A Secret Records lançou o disco em setembro de 1982, mas faliu logo em seguida, deixando a banda a ver navios.

No entanto, uma grande gravadora se interessou por ela.

A apresentação televisiva que começou tudo

Em uma última tentativa de conseguir um contrato de gravação, o Twisted Sister topou se apresentar no “The Tube”, um popular programa de rock da TV inglesa. Vitrine para muitas bandas emergentes dos anos 1980, o “The Tube” durou cinco temporadas (1982-1987) e teve entre seus apresentadores o pianista e band leader Jools Holland.

Vista por 14 milhões de pessoas, a performance televisionada em 17 de dezembro de 1982 seria um divisor de águas para a banda, conforme Dee Snider relata na autobiografia “Shut Up and Give Me the Mic” (Gallery Books, 2013):

“Nós estávamos tocando ‘It’s Only Rock ‘n’ Roll’ [dos Rolling Stones], e quando chegamos na parte em que o público participava no meio da música, revelei nossas armas secretas. A espera no bar, como se estivessem lá por acaso, Lemmy Kilmister e Brian Robertson [do Motörhead] invadiram o palco sob uma enorme ovação.”

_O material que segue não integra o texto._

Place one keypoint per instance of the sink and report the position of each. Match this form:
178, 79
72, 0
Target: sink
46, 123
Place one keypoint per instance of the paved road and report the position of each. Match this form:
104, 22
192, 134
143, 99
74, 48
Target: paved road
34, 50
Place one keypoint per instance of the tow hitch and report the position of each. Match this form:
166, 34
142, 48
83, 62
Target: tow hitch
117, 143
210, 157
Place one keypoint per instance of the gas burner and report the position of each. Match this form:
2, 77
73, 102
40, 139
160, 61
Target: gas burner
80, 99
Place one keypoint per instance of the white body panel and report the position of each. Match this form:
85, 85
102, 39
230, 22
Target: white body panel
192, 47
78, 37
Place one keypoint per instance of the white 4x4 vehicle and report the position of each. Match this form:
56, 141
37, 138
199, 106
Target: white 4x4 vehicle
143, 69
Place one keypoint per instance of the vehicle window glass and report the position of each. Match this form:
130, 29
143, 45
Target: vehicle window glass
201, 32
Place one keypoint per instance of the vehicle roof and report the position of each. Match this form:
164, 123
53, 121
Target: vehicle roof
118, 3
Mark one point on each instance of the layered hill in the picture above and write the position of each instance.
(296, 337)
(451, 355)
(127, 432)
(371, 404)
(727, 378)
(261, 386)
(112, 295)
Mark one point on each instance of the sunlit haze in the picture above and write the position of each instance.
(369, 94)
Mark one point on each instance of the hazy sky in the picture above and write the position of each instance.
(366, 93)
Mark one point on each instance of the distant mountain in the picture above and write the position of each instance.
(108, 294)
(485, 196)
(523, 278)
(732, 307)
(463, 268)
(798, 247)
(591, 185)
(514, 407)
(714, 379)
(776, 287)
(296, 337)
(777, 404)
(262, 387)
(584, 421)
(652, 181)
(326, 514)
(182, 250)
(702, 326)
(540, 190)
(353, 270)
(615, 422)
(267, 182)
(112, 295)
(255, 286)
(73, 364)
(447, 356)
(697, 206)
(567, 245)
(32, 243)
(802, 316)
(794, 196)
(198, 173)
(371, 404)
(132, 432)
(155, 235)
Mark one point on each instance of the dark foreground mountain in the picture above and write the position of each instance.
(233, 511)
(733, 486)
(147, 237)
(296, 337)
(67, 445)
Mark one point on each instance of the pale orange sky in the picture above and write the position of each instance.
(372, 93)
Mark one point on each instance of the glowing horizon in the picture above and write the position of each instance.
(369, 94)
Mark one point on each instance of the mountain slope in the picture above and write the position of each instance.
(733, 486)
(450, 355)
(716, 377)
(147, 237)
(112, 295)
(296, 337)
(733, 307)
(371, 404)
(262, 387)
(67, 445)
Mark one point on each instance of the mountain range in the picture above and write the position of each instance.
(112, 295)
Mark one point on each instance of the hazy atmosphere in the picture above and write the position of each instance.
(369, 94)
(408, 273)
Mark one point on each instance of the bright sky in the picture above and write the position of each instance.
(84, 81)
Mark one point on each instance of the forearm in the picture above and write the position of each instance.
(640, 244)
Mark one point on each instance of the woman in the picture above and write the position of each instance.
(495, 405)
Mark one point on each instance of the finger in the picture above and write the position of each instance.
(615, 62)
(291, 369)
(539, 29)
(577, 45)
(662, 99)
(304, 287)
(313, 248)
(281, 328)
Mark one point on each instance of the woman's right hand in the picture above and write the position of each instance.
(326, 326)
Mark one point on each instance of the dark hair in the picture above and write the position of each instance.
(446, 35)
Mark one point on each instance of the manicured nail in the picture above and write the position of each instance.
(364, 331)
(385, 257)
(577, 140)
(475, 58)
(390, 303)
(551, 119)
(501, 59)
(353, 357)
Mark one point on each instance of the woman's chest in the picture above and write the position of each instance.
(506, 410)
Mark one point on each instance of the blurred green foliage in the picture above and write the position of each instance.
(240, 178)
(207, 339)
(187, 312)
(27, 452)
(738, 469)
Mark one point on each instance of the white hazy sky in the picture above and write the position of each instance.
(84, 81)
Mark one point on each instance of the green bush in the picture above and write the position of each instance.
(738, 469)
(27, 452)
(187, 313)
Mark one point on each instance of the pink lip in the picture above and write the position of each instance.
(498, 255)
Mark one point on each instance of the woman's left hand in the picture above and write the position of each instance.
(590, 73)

Muita gente adorou, mas ainda não era o suficiente para Dee, que conta que um terço inteiro dos presentes não estava dando muita bola. Sem aviso prévio para a banda, a direção do programa ou a equipe técnica, ele decidiu fazer seu movimento surpresa:

“Observei que nem todos no estúdio estavam se empolgando, e se não estavam, como eu poderia esperar que as pessoas sentadas em suas casas assistindo pela TV estivessem? Ciente do desprezo que havia pelas bandas que usavam maquiagem naquela época, perguntei se eles não estavam se empolgando por causa da minha maquiagem. Parti para o ataque. Disse a eles que lhes daria um presente de Natal antecipado se eles nos dessem a empolgação deles em troca. Sinalizei para meu roadie trazer removedor de maquiagem e uma toalha. Disse à plateia que, se a maquiagem era o problema, era hora de tirá-la.”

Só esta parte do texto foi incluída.